Specifically, the complainant alleged that the company does not bring to the attention of its customers its policy of sharing customer data with affiliates for secondary marketing purposes, nor does it provide them with the opportunity to opt-out of such disclosure.
This is one of several similar complaints filed by the individual against a number of organizations. In brief, the complainant's position may be summarized as follows:
- With respect to secondary marketing purposes, it is always appropriate to ensure customers' knowledge and consent.
- Marketers and the marketed differ on the issue of what form of consent is appropriate.
- Companies should not only state purposes in a policy document, but also "bring to the attention" of the individual customer the practices in question and the option of withdrawing consent.
- Companies fall short of meeting this obligation in several ways:
(a) reliance on a document that has not been provided to the customer, but rather left up to the customer to find on his or her own initiative;
(b) reliance on fine print that has been buried in a long document;
(c) failure to use clear, plain language that is understandable to the ordinary customer;
(d) failure to provide customers with adequately detailed information about the extent and purpose of contemplated uses and sharing of their personal information; and
(e) failure to provide an easily executable opting-out procedure.
Summary of Investigation
The company helps its customers develop communications infrastructures, including information technology functions. The company does not provide services to individual customers and therefore does not collect personal information about individuals.
Issued October 16, 2002
Jurisdiction: As of January 1, 2001, the Personal Information Protection and Electronic Documents Act (the Act) applies to any federal work, undertaking, or business. The Commissioner has jurisdiction in this case because a telecommunications company is a federal work, undertaking, or business as defined in the Act.
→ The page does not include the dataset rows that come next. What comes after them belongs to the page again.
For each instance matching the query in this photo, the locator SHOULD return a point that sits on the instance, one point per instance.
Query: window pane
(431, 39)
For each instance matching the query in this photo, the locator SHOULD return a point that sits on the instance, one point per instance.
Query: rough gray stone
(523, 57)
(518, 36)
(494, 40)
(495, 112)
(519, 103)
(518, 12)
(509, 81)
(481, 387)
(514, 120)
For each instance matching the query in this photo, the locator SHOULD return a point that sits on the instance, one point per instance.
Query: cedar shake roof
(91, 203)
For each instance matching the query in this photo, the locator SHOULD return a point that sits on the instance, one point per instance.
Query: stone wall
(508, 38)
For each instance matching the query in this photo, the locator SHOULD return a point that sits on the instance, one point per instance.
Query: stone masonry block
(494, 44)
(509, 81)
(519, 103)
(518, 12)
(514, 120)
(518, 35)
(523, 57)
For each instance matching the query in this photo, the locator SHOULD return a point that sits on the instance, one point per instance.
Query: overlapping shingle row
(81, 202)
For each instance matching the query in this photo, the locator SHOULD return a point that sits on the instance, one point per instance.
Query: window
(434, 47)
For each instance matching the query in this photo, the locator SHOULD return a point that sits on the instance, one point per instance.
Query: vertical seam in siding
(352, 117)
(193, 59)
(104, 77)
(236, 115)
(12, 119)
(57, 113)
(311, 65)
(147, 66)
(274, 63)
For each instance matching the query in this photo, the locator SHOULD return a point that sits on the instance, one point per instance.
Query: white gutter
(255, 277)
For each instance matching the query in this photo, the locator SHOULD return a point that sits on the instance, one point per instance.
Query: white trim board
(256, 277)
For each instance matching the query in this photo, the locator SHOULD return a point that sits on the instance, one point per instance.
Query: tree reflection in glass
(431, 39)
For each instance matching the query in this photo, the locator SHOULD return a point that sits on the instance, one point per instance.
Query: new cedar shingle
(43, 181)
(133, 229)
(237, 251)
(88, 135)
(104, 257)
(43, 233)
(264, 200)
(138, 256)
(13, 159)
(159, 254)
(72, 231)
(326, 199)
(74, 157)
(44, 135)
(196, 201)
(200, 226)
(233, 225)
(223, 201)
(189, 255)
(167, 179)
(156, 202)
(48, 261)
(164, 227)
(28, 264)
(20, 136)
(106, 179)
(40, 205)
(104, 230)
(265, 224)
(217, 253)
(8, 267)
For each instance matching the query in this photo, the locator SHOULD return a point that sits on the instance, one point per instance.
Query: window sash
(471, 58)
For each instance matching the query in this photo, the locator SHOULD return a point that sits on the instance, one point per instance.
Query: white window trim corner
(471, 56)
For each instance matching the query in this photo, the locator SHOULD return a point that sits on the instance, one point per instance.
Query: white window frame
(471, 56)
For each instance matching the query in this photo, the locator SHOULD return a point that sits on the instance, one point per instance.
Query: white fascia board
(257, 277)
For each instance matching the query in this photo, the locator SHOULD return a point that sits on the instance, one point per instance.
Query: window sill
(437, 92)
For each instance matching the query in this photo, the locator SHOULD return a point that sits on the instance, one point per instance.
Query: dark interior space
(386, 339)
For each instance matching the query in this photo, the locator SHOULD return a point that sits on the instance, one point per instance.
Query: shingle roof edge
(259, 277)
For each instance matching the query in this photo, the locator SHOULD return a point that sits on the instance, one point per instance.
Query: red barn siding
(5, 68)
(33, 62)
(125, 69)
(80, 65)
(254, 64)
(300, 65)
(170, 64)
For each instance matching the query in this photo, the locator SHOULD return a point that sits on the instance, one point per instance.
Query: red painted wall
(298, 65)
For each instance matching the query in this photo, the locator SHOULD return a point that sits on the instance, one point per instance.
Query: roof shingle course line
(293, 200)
Application: Section 2 of the Act states that personal information means information about an identifiable individual, but does not include the name, title or business address or telephone number of an employee of an organization. Principle 4.3 of Schedule 1 to the Act states that the knowledge and consent of the individual are required for the collection, use, or disclosure of personal information, except where inappropriate.
The information that the company deals with pertains to corporations - not "identifiable individuals". The Commissioner was satisfied that the company in question does not collect, use, or disclose the personal information of individuals. He, therefore, had no basis for making a determination in respect of Principle 4.3 of Schedule 1 to the Act.
Accordingly, the Commissioner concluded that the complaint was not well-founded.